James Anderson and Ravindra Jadeja have been found not guilty of breaching the ICC Code of Conduct during their alleged altercation at Trent Bridge by judicial commissioner Gordon Lewis at the hearing in Southampton on Friday.
After a day of hearing evidence and submissions from both sides it was said the verdict could take up to 48 hours to be delivered but in the end commissioner Lewis, who had joined via Skype from Australia, needed a matter of minutes to come to his decision.
Anderson will now be available for the final two Tests of the series, which is level at 1-1, including his home match at Old Trafford that starts on August 7. If Anderson had been guilty he would have faced a ban of at least two Tests.
Had Anderson been found guilty he could have appealed but now that is not required by him as the only appeal against the verdict can come from the ICC chief executive.
"The Judicial Commissioner reached his decisions following a six-hour hearing, which took place via videoconference," the ICC said. "Witnesses, including some Indian and English players, provided evidence and were cross-examined by the respective legal counsels."
There was no official reaction from the ECB or BCCI on Friday evening, but Anderson's county, Lancashire, were relieved to know their hometown star would be available.
"It's a great boost for us and a great boost for England," Mike Watkinson, Lancashire's director of cricket, said. "Having an Old Trafford Test and Jimmy not being available for a reason like that would be unthinkable really.
"Following the victory and the way he performed, he's coming here with a bit of spice on the game which were all looking forward to.

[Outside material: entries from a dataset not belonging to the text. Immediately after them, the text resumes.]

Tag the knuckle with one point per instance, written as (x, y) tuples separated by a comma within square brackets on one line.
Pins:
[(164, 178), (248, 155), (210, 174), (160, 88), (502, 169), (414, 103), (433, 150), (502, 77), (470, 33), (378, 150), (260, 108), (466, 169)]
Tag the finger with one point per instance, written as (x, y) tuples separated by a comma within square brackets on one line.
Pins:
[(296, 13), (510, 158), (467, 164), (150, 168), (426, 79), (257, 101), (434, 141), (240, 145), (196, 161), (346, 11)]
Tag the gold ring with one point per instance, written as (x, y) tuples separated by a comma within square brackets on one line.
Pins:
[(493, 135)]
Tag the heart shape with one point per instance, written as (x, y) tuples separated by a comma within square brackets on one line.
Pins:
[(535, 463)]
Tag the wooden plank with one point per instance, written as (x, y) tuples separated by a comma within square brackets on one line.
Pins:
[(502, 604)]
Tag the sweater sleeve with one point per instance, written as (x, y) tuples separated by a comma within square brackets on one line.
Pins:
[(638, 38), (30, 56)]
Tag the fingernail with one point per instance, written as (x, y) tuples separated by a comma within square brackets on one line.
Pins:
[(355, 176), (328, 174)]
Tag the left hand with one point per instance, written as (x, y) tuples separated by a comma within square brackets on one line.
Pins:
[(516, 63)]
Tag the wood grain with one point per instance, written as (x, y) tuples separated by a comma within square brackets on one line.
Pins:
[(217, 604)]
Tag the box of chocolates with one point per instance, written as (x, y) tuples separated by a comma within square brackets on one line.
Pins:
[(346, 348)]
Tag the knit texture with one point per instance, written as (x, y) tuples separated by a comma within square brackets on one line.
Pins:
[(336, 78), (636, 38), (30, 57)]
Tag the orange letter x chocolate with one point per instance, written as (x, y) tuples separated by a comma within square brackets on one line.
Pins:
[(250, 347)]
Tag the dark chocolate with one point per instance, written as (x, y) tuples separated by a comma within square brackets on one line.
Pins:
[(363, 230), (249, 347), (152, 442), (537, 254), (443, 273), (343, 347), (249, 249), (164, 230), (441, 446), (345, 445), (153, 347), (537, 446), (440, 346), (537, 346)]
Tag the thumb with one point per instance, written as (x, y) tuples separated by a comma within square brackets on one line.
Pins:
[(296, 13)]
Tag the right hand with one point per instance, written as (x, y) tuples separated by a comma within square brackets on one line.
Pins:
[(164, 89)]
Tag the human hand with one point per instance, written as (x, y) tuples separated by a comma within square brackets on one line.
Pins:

He looked fired up in the last game and we've seen he has little peaks and troughs like anyone else does."
Anderson was facing a Level 3 charge for allegedly abusing and pushing Jadeja at the start of the lunch break on the second day of the first Test at Trent Bridge. The charge had been laid by India's team manager Sunil Dev and was countered by a Level 2 charge laid by England manager Phil Neale against Jadeja.
Jadeja was alleged to have turned towards Anderson in a threatening manner and had originally been found guilty by match referee David Boon at a previous hearing and fined 50% of his match fee. After applying legal pressure India were allowed to lodge an appeal, which was heard today, and Jadeja was also found not guilty.
The ECB and Anderson were represented in the hearings by Nick De Marco while Adam Lewis QC represented Jadeja. The hearings were also attended by the two team managers, the ECB's managing director Paul Downton, the BCCI's Sundar Raman and MV Sridhar, the ICC's General Manager - Cricket, Geoff Allardice, and the ICC's Ethics and Regulatory lawyer, Sally Clark.